With their dispute over the Marsfontein farm settled, partners SouthernEra Resources (SUF-T) and De Beers Consolidated Mines (DBRSY-Q) have turned their attention to mining the high-grade M1 kimberlite pipe.
The two received a mining permit in mid-July and recently began stripping 500,000 tonnes of overburden in preparation for the start of full-scale open-pit mining next month. Some mined material has been sent to the processing plant, yielding an unexpected 22,390 carats of diamonds.
“We did not factor this into our financial model, so it is a pleasant surprise,” says SouthernEra president Chris Jennings. “One of our main objectives is to determine what overburden should go through the plant as ore and what should be treated strictly as waste.”
Residual minerals from weathering commonly overlie diamondiferous (and barren) kimberlite in Africa, but are typically erratic in grade. As a result, the residue is unrepresentative of concentrations in the underlying primary source. At M1, minable reserves are pegged at 512,400 tonnes averaging 3.08 carats per tonne. The reserves account for 15% dilution and are estimated to a depth of 100 metres.
Mining is being carried out by contractors and overseen by De Beers. All mined material will be processed at SouthernEra’s diamond recovery plant at its nearby Modderfontein farm, with recovered diamonds to be marketed through De Beers’ Central Selling Organization (T.N.M. June 29 to July 5/98).
Current reserves are sufficient for two years of production, though additional tonnage has been intersected to a depth of 200 metres. In addition, there are several nearby pipes and fissures that remain underexplored.
The start of mining at Marsfontein ends several months of turmoil between the companies. Earlier this year, the two locked horns after De Beers announced it signed a deal with a group of South Africans involved in a dispute with SouthernEra over rights to mine M1. With the courts offering little hope of a quick resolution, the companies resolved their differences in late June.
The deal between SouthernEra and De Beers gave the latter a 60% interest in the farm, leaving SouthernEra and South African-based partner Randgold and Exploration with 40%. Randgold has since agreed to relinquish its share to SouthernEra for R$61.2 million, payment of which is due in mid-October.
The deal encompasses the entire Marsfontein farm, with SouthernEra gaining the exclusive right to process all mined material. In return, it agreed to market through De Beers those diamonds mined from its adjoining Klipspringer properties.
“It has been full-speed ahead, and we have left the past behind us,” says Jennings. “By year-end, we should be the second-largest producer of diamonds in South Africa, though still a long way behind De Beers.”
Meanwhile, at Klipspringer, exploration and development is being stepped up.
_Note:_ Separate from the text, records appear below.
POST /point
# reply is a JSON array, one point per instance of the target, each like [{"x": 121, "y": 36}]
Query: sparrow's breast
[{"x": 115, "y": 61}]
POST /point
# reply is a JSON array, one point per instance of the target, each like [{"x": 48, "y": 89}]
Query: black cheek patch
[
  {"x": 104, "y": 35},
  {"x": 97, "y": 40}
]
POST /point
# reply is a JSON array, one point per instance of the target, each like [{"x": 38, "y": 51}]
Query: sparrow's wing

At the Leopard fissure, development ore is being stockpiled, with processing in a 300-tonne-per-hour mobile recovery plant to begin in February. The plant is expected to process 10,000 to 12,000 tonnes of material per month.
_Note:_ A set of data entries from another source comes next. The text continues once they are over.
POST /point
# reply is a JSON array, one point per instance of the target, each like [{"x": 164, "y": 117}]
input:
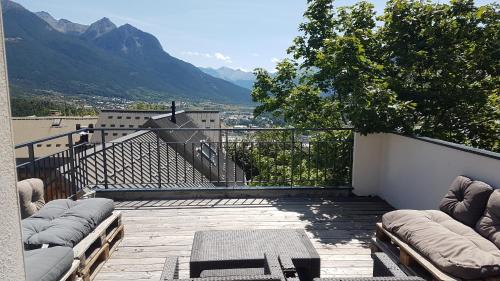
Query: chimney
[{"x": 172, "y": 117}]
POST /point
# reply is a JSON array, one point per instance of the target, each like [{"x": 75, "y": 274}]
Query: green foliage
[
  {"x": 424, "y": 68},
  {"x": 141, "y": 105},
  {"x": 282, "y": 159},
  {"x": 39, "y": 106}
]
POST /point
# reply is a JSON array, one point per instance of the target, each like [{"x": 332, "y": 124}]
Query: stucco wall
[
  {"x": 413, "y": 173},
  {"x": 11, "y": 259}
]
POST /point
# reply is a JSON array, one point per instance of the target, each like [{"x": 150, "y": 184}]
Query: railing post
[
  {"x": 72, "y": 163},
  {"x": 159, "y": 158},
  {"x": 105, "y": 164},
  {"x": 293, "y": 157},
  {"x": 31, "y": 155},
  {"x": 227, "y": 159}
]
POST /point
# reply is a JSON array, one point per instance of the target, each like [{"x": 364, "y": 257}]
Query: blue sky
[{"x": 210, "y": 33}]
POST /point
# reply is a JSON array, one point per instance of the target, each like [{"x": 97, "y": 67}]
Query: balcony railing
[{"x": 218, "y": 158}]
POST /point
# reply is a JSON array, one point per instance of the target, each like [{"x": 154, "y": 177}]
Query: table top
[{"x": 219, "y": 245}]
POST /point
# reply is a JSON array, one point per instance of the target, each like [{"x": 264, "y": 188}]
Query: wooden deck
[{"x": 339, "y": 229}]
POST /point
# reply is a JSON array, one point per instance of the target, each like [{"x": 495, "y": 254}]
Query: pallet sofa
[
  {"x": 461, "y": 241},
  {"x": 66, "y": 238}
]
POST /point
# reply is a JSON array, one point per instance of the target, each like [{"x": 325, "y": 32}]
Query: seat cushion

The Leopard fissure, which hosts a resource of 3.8 million tonnes grading 0.753 carat, is one of two fissures being developed on farms wholly owned by SouthernEra. The other, Sugarbird, hosts 4.48 million tonnes at an as-yet-undetermined grade. A pipe-like enlargement of that fissure was recently mined out, yielding roughly 80,000 carats in five months. Fissures, unlike pipes, generally maintain a consistent grade along strike and at depth.
Regional exploration elsewhere on the 48,000-ha property continues, as does the large-diameter, reverse-circulation drilling of the small Kudu pipe.
The Kudu pipe is situated between the Leopard and Sugarbird fissures. A 1,921-tonne sample from there yielded 173 carats valued at an average US$203 per carat. The three largest stones weighed 10.43, 5.3 and 4.2 carats.
Financially, SouthernEra earned $2.1 million (or 8 cents per share) in the three months ended June 30, compared with losses of $1.4 million in the similar period of 1997. Revenue for the periods was $11.3 million and $259,000, respectively. This is the first period in which the company has reported a quarterly profit.
Production from Klipspringer totalled 49,951 carats in the recent quarter, whereas 8,015 carats were produced from the company’s jointly owned Lou and Cassanguidi diamond properties in Angola. SouthernEra incurs 100% of the costs at both Angolan properties, but receives 46% of revenue generated from Lou and 50% from Cassanguidi.
At June 30, SouthernEra had $6.2 million in cash and $7.8 million in working capital.